You might say that she has got a theology of sorts, as advanced as it was at the time, but she is having trouble connecting it. She is calling him the Lord, and yet she is treating him like a “god.” Do you follow me?

She is saying, “God can help me save myself through childbearing. God can help me save myself by getting my husband’s love. So she is using God, and yet she not call him God [Elohim]; she calls him Lord [Yahweh]. She is beginning to get it, and what is intriguing is that, at the very end, something happens. The first time she gives birth she says, ‘Now maybe my husband will see me. Now maybe my husband will love me.” And when she gives birth to her third son, she says, “Now maybe my husband will be attached to me.”

Finally, it says that she conceived for the fourth time, and when she gave birth to Judah, she said, “This time!” Isn’t that defiant? It is totally different; no mention of husband, no mention of child. There is some kind of breakthrough. She says, “This time I will praise the LORD.”

At that point, she has finally taken her heart’s deepest hopes off of the old way, off of her husband and her children, and she has put them in the Lord.

Here is what I believe is going on. Jacob and Laban had stolen Leah’s life, but when she stopped giving her heart to a good thing that she had turned into an ultimate thing and gave it to the Lord, she got her life back.

May I respectfully ask you: What good thing in your life are you treating as an ultimate thing?

What do you need to stop giving your heart to if you are going to get your life back?

There are a lot of things I am certain about, but I am absolutely certain that everybody in this room has got something.

Do you know what it is?

If you have no idea, you need to think about it. Something happened to Leah; God did something in her. There was a breakthrough. She began to understand what you are supposed to do with your desire for one true love. She turned her heart toward the only real beauty, the only real lover who can satisfy those cosmic needs.

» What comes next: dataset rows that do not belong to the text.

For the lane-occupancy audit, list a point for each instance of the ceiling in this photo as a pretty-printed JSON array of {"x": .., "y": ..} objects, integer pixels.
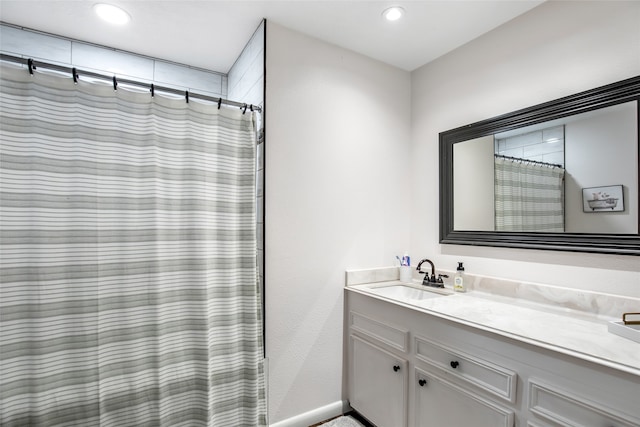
[{"x": 212, "y": 33}]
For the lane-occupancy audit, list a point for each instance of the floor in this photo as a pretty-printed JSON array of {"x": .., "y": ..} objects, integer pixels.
[{"x": 352, "y": 414}]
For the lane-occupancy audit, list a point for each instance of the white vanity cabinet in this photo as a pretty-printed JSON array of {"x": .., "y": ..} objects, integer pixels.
[
  {"x": 439, "y": 402},
  {"x": 379, "y": 384},
  {"x": 453, "y": 374},
  {"x": 378, "y": 370}
]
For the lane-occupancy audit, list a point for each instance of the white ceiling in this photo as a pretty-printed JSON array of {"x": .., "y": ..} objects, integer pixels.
[{"x": 211, "y": 33}]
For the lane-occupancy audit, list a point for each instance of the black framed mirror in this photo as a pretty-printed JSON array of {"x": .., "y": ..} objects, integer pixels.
[{"x": 588, "y": 142}]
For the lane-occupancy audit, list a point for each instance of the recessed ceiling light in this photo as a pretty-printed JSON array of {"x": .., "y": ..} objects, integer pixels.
[
  {"x": 111, "y": 14},
  {"x": 393, "y": 13}
]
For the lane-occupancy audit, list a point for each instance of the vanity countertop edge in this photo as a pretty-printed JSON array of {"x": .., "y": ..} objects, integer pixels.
[{"x": 582, "y": 336}]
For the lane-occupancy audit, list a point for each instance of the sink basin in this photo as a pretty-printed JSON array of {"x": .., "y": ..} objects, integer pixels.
[{"x": 405, "y": 292}]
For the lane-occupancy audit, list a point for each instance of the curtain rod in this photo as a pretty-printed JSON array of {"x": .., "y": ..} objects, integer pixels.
[
  {"x": 535, "y": 162},
  {"x": 75, "y": 73}
]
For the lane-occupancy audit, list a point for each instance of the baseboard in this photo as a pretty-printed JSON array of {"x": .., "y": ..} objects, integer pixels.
[{"x": 315, "y": 416}]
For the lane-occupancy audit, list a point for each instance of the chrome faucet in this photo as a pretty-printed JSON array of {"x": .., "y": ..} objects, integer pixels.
[{"x": 431, "y": 281}]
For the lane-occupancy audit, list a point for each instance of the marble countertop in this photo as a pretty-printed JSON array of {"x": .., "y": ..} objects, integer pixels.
[{"x": 576, "y": 333}]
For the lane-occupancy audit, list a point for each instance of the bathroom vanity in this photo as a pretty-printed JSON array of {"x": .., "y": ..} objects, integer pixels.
[{"x": 422, "y": 357}]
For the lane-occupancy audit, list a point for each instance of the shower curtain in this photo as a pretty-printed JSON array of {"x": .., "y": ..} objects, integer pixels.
[
  {"x": 128, "y": 292},
  {"x": 529, "y": 197}
]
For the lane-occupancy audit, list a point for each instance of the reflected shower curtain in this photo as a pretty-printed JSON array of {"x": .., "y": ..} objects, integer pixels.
[
  {"x": 528, "y": 197},
  {"x": 128, "y": 292}
]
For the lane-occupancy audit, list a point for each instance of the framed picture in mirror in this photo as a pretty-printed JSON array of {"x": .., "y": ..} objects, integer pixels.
[{"x": 603, "y": 199}]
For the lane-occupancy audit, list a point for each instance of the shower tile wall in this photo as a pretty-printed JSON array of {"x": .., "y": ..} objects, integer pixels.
[
  {"x": 544, "y": 145},
  {"x": 246, "y": 84},
  {"x": 58, "y": 50}
]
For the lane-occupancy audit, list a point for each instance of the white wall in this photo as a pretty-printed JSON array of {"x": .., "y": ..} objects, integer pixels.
[
  {"x": 602, "y": 150},
  {"x": 337, "y": 197},
  {"x": 473, "y": 184},
  {"x": 556, "y": 49}
]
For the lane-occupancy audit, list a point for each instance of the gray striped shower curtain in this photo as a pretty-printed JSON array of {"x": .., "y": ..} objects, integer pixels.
[
  {"x": 128, "y": 292},
  {"x": 528, "y": 197}
]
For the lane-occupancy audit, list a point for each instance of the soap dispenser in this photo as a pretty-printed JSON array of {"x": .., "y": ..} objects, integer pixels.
[{"x": 460, "y": 281}]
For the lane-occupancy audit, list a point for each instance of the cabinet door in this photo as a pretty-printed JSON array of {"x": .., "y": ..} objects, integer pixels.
[
  {"x": 440, "y": 403},
  {"x": 378, "y": 386}
]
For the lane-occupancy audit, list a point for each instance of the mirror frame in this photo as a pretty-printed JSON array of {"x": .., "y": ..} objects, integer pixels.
[{"x": 604, "y": 96}]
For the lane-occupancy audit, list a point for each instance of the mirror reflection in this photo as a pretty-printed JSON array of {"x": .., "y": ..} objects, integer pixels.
[{"x": 576, "y": 174}]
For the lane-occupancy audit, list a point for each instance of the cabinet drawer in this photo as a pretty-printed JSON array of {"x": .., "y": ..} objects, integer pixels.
[
  {"x": 494, "y": 379},
  {"x": 568, "y": 409},
  {"x": 382, "y": 332}
]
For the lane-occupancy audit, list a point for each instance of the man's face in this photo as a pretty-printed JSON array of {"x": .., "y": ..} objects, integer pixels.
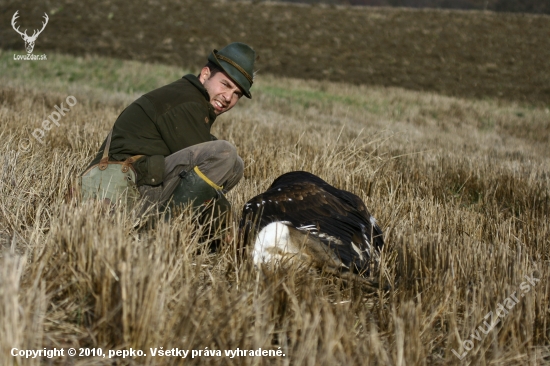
[{"x": 224, "y": 93}]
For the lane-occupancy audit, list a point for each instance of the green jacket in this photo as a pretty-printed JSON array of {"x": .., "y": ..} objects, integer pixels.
[{"x": 160, "y": 123}]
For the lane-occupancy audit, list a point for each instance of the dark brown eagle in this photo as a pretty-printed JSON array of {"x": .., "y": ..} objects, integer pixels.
[{"x": 302, "y": 216}]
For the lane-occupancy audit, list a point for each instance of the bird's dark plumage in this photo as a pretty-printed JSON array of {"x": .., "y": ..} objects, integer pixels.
[{"x": 336, "y": 220}]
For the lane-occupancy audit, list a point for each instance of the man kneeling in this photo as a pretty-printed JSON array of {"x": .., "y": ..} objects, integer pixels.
[{"x": 164, "y": 136}]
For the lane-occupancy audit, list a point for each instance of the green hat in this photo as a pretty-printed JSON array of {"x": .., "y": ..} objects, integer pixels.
[{"x": 237, "y": 61}]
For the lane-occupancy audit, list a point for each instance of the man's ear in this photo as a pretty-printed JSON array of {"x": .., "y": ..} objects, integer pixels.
[{"x": 204, "y": 75}]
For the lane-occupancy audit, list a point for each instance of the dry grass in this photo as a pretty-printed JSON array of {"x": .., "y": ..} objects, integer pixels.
[{"x": 460, "y": 188}]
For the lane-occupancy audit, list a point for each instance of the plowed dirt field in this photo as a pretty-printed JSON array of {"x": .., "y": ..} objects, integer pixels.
[{"x": 463, "y": 53}]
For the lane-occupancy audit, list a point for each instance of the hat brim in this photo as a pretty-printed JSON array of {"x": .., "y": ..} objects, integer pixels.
[{"x": 231, "y": 71}]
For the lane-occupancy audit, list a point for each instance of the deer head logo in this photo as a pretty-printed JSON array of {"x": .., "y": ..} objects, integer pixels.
[{"x": 29, "y": 40}]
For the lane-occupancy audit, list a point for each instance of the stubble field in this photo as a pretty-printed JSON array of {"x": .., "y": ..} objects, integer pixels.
[{"x": 460, "y": 188}]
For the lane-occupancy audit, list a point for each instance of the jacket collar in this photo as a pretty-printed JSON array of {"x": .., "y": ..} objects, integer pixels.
[{"x": 196, "y": 82}]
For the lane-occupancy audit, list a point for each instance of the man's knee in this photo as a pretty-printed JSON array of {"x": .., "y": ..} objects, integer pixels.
[{"x": 225, "y": 149}]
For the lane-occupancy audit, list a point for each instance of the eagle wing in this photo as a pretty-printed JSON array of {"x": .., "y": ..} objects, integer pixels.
[{"x": 338, "y": 218}]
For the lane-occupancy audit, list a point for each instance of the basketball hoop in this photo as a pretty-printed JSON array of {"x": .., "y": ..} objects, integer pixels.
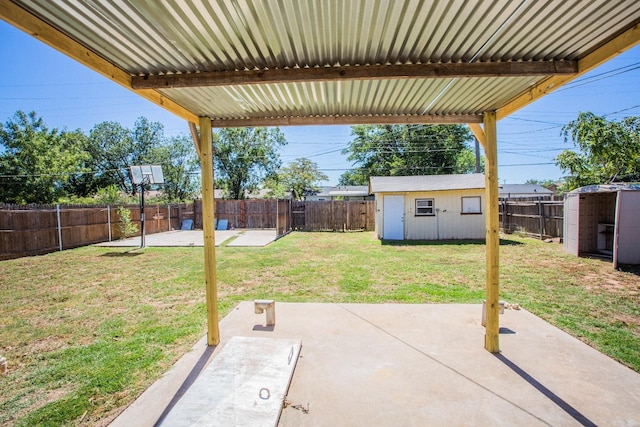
[{"x": 144, "y": 175}]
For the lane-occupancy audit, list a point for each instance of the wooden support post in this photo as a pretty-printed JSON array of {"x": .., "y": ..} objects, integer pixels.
[
  {"x": 208, "y": 206},
  {"x": 492, "y": 234}
]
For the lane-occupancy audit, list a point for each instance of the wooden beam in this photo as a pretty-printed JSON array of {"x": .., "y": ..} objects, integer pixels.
[
  {"x": 208, "y": 214},
  {"x": 477, "y": 131},
  {"x": 358, "y": 72},
  {"x": 346, "y": 120},
  {"x": 492, "y": 332},
  {"x": 619, "y": 44},
  {"x": 25, "y": 21}
]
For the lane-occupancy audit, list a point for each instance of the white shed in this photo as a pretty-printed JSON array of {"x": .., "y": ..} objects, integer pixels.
[
  {"x": 429, "y": 207},
  {"x": 603, "y": 220}
]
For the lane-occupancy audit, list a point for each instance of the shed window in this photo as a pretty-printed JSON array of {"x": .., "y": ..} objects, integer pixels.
[
  {"x": 424, "y": 207},
  {"x": 471, "y": 205}
]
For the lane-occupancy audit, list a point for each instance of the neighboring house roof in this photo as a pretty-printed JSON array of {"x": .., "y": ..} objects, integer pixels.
[
  {"x": 392, "y": 184},
  {"x": 344, "y": 191},
  {"x": 606, "y": 188},
  {"x": 524, "y": 190}
]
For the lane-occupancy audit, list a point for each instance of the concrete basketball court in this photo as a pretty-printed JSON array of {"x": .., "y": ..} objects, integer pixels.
[
  {"x": 241, "y": 237},
  {"x": 415, "y": 365}
]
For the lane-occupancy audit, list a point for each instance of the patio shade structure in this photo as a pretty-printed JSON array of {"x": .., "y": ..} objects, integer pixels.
[{"x": 224, "y": 63}]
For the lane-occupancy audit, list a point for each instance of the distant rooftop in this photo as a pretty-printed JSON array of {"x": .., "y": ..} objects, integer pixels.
[
  {"x": 387, "y": 184},
  {"x": 344, "y": 191},
  {"x": 524, "y": 190},
  {"x": 607, "y": 188}
]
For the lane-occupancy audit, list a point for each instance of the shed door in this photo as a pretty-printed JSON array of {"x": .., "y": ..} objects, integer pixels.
[
  {"x": 626, "y": 246},
  {"x": 570, "y": 232},
  {"x": 393, "y": 218}
]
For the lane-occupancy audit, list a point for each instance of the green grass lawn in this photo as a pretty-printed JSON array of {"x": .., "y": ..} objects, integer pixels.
[{"x": 85, "y": 331}]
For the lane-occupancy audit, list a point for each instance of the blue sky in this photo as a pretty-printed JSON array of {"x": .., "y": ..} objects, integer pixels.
[{"x": 35, "y": 77}]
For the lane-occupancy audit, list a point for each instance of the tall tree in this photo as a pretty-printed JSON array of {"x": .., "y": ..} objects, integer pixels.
[
  {"x": 179, "y": 163},
  {"x": 35, "y": 162},
  {"x": 244, "y": 157},
  {"x": 396, "y": 150},
  {"x": 114, "y": 149},
  {"x": 300, "y": 177},
  {"x": 608, "y": 151}
]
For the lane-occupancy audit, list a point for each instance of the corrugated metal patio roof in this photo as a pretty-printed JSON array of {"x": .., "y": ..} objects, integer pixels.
[{"x": 263, "y": 62}]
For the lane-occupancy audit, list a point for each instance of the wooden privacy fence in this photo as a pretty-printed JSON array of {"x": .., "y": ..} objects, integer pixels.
[
  {"x": 288, "y": 215},
  {"x": 38, "y": 229},
  {"x": 540, "y": 218},
  {"x": 333, "y": 215},
  {"x": 251, "y": 213}
]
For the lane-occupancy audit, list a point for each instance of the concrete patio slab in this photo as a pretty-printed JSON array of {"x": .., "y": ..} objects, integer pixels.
[
  {"x": 254, "y": 238},
  {"x": 246, "y": 384},
  {"x": 196, "y": 238},
  {"x": 414, "y": 365}
]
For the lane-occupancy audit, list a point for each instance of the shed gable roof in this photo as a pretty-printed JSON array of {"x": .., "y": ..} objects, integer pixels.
[{"x": 395, "y": 184}]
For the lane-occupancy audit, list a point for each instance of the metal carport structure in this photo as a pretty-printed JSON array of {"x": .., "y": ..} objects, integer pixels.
[{"x": 239, "y": 63}]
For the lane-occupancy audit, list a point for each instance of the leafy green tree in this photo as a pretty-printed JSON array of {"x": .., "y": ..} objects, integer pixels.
[
  {"x": 35, "y": 162},
  {"x": 397, "y": 150},
  {"x": 301, "y": 176},
  {"x": 608, "y": 151},
  {"x": 114, "y": 149},
  {"x": 244, "y": 157},
  {"x": 180, "y": 168}
]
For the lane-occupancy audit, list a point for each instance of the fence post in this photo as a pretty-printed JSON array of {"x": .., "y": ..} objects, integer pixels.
[
  {"x": 540, "y": 219},
  {"x": 59, "y": 226},
  {"x": 109, "y": 220}
]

But we shouldn’t just look at what God did in her. We have to also look for what God has done for her—because God has done something for her. I believe that she had some consciousness, although it might have been semi-consciousness or just intuition, that there was something special about this last child. It would probably be reading too much into the text to say she understood, but I believe she sensed that God had done something for her. And he had.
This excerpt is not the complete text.